Evgeny Svetlanov est né à Moscou le 6 septembre 1928 dans une famille d’artistes et de musiciens. Ses parents étaient tous les deux membres de la troupe du Théâtre Bolchoï et sa mère, née Krouglikova, y chantait Tatiana dans « Eugène Oneguine » et le rôle-titre de « Madama Butterfly » : dès l’enfance, Evgeny succombe à l’appel du théâtre et il joue par exemple le fils de Cio-Cio-San sur la première scène lyrique d’Union soviétique (c’est d’ailleurs au nom de ce souvenir qu’il dirigera une dernière fois l’opéra de Puccini à Montpellier, un mois avant de disparaître la boucle sera bouclée).
Elève à l’Ecole Gnessine jusqu’en 1951 et au conservatoire de Moscou jusqu’en 1955, il a pour professeurs de composition Mikhaïl Gnessine et Youri Chaporine, dont il enregistrera par la suite les oratorios et les cantates ; pour professeur de piano, le grand Heinrich Neuhaus ; pour la direction d’orchestre, il s’en remet à Alexander Gaouk, fondateur de l’Orchestre Symphonique d’Etat d’URSS en 1936 et figure tutélaire de l’interprétation moderne : » Avant la Révolution, racontait Svetlanov, même s’il existait d’excellents chefs, comme Balakirev et Rubinstein, l’école russe de direction d’orchestre n’existait pas en tant que telle : c’est Gaouk qui l’a créée et, ne serait-ce que pour cela, son nom devrait rester comme l’un des tout premiers de notre histoire musicale. » Parmi les autres élèves de Gaouk, rien moins qu’Alexander Melik-Pacheïev et Evgueni Mravinski…
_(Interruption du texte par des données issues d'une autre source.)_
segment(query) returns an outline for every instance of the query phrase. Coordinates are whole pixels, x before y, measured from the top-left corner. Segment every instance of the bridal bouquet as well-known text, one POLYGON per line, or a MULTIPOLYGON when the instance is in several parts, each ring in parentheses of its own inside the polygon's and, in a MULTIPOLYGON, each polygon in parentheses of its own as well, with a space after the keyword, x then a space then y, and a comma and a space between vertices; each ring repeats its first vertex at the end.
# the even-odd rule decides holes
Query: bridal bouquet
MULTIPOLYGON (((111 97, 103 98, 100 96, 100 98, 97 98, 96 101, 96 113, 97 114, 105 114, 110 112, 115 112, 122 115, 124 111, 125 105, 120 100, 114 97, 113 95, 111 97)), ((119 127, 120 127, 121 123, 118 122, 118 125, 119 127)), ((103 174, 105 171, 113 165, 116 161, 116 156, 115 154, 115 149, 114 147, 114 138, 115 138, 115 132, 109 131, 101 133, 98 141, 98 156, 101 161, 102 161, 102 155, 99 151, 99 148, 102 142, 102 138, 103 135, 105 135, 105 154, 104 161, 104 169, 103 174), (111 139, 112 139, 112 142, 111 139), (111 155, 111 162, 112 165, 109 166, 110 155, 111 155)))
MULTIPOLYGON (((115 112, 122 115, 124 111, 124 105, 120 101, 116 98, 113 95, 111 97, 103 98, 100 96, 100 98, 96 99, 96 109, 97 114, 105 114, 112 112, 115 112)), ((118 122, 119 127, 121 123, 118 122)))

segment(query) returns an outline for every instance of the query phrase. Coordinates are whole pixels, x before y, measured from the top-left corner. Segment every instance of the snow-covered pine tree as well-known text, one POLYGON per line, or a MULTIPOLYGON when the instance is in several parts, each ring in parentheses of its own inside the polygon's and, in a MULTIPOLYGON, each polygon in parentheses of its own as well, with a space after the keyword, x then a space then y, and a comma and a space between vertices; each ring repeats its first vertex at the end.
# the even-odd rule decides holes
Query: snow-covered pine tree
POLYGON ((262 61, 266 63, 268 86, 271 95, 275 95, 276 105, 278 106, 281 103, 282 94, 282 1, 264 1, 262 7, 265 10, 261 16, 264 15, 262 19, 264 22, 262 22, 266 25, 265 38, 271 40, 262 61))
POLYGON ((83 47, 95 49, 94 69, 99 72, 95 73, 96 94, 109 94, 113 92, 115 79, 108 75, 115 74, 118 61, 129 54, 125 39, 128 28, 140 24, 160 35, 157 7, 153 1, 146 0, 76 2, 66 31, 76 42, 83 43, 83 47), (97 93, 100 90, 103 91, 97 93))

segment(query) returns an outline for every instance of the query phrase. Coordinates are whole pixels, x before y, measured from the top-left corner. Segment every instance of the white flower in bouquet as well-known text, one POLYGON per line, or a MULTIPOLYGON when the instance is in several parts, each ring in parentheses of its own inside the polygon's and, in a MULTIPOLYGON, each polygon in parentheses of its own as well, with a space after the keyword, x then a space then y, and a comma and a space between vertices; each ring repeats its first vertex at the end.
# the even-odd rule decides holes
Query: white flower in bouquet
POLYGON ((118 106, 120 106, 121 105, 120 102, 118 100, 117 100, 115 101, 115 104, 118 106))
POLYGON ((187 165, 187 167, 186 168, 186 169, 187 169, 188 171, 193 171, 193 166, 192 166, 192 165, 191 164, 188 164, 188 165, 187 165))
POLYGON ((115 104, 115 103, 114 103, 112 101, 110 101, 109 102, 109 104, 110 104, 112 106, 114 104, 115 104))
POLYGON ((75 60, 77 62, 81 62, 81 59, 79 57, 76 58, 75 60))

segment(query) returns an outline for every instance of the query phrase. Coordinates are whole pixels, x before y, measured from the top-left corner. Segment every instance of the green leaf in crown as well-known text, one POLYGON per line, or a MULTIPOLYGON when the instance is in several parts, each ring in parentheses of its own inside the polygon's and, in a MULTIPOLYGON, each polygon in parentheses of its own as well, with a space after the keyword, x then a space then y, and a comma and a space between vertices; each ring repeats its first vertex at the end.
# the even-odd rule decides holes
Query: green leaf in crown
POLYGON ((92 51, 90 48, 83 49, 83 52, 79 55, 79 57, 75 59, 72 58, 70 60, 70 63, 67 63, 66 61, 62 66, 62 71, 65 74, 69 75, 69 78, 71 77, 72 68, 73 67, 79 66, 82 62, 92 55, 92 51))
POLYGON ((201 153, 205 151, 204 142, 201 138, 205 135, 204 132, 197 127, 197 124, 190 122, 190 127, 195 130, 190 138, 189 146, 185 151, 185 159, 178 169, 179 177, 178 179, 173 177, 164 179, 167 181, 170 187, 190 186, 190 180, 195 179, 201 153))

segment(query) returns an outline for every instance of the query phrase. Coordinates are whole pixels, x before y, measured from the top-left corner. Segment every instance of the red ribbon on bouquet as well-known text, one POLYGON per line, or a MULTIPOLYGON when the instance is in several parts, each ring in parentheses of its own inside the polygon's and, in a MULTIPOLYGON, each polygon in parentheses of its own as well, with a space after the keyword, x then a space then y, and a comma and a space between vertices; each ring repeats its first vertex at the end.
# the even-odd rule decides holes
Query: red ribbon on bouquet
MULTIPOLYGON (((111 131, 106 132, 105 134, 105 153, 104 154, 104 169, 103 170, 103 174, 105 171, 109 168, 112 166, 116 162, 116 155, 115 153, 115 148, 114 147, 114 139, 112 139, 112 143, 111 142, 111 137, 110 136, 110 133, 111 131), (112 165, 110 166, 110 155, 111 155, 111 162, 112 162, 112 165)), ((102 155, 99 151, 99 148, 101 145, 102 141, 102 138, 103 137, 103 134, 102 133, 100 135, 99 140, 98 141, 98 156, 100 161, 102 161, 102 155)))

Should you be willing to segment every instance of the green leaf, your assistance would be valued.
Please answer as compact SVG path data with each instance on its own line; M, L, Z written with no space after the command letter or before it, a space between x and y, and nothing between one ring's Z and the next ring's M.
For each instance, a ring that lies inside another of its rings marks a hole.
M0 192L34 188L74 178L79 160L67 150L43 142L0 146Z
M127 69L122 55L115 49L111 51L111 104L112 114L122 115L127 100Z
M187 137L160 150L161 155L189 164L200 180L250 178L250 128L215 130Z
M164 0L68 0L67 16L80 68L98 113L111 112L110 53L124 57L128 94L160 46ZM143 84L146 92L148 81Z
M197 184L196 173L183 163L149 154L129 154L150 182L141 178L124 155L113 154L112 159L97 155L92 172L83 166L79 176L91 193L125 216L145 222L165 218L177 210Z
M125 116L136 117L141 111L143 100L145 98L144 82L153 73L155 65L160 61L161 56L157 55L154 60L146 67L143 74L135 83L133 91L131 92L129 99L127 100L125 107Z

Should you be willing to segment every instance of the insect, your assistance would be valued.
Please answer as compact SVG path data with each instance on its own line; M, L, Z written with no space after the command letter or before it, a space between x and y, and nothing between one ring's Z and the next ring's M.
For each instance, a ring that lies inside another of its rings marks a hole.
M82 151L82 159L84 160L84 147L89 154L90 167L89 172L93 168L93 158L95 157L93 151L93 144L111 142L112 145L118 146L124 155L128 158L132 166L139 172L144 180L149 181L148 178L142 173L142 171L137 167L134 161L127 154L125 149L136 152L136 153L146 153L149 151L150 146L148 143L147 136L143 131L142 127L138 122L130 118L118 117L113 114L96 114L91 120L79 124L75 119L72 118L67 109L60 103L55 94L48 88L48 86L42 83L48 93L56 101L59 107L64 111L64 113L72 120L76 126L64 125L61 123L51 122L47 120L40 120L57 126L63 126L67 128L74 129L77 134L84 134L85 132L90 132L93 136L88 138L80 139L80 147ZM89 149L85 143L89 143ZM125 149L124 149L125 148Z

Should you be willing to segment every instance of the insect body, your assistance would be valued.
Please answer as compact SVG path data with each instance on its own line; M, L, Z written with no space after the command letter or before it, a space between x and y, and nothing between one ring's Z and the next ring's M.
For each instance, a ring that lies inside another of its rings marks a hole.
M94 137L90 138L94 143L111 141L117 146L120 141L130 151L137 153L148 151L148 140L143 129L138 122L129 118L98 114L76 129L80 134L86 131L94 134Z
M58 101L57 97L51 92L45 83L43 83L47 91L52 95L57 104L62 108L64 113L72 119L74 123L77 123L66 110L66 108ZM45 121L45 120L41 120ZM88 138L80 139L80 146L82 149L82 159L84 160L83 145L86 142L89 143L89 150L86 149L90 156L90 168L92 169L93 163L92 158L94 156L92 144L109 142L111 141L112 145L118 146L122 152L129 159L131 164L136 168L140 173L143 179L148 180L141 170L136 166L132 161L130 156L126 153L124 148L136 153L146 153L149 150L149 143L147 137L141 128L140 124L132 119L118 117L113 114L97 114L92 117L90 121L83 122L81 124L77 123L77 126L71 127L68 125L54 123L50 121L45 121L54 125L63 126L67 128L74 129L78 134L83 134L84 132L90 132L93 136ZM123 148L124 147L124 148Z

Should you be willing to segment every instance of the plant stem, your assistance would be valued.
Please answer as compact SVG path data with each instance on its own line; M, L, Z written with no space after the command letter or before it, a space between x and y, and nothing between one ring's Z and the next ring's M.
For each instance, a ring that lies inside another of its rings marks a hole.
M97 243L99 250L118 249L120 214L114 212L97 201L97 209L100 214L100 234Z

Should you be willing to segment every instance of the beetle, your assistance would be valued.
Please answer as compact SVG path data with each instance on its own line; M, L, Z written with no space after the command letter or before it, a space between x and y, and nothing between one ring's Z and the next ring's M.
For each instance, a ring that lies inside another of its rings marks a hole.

Ses premiers concerts, Svetlanov les dirige à la radio dès 1953, encore étudiant. Deux ans plus tard, il retourne au Bolchoï comme chef assistant : en 1962, il en sera nommé premier chef d’orchestre, puis chef d’orchestre d’honneur en 1999, lorsqu’il dirige une nouvelle production de « La Pskovitaine ». Il s’y était familiarisé avec les grands opéras de Tchaïkovski, Rimski-Korsakov, Borodine et Moussorgski, mais aussi avec bon nombre de ballets qui lui ont permis de parfaire sa technique et sa connaissance de la littérature musicale russe tout en étant confronté aux servitudes de l’alternance d’un théâtre de répertoire. En 1964, il est à la tête de la première tournée du Bolchoï en Italie, tournée qui rencontre un succès phénoménal.
L’année suivante, Evgeny Svetlanov prend les rênes de l’Orchestre Symphonique d’Etat d’URSS, une formation qu’il connaît déjà depuis dix ans, et qu’il présidera à sa destinée pendant plus de trente-cinq saisons, de concerts d’abonnement à Moscou (et partout dans l’Union) en tournées triomphales à l’étranger et en enregistrements innombrables : c’est à la tête de cet orchestre que le chef entreprend d’ailleurs de graver une anthologie de la musique russe qui couvre toute la période romantique et post-romantique jusqu’à l’âge moderne. Entreprise de titan que Svetlanov a su mener à bien méthodiquement pendant vingt-cinq ans tout en servant, au disque comme au concert, les répertoires germanique (de Mozart à Schönberg, avec une préférence marquée pour Mahler) et français (Debussy, Ravel et Dukas, à l’exception notable de Berlioz). Deux cent cinquante CD seraient en fait nécessaires pour rééditer cette anthologie, véritable encyclopédie de la musique symphonique et concertante russe… Cependant, ce sont plus de trois mille enregistrements que Svetlanov aura effectué tout au long de sa carrière pour plusieurs éditeurs russes, japonais, français.